Today Twitter announced that it purchased Backtype, a tiny company doing Big Data. The website says the company does “social media analytics” which is pretty much saying “Oprah sits on a couch.”
It’s the buzzy-est of buzz words, but if you dig into this you find that the company doing things that everybody wants. Like analyzing hits per link.
When a content creator shares their work the Backtype-created Storm product steps in. Giving you a realtime conversational graph, ability to search comments, and an influence score. Add to that comparison shopping through analysis of top sites and trending links.

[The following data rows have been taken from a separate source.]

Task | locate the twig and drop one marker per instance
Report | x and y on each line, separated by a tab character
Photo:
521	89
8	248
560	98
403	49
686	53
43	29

But you may be asking, can’t I already do this?
Yes, you can, if you want it 24 hours later.
Stats on the web fall into two categories, instant low tech stats and delayed high tech stats. The market is saturated with the latter (delayed high tech stats) because the core innovations already exist. The reason is complicated but it boils down to the fact that today’s top hardware was built for the pre-Twitter/Facebook world.
To build for realtime processing requires a whole new set of operators where speed, size, and queries go supernova. To give you an example of this, see Backtype’s stats:
- 100-200 machines (operating as one)
- 100 million messages
- 300 queries/second
This is the world that Twitter lives in, millions of messages/second. If you remember the early days of Twitter with all the downtime and Fail Whale messages, that was due to the technological limitations of the time.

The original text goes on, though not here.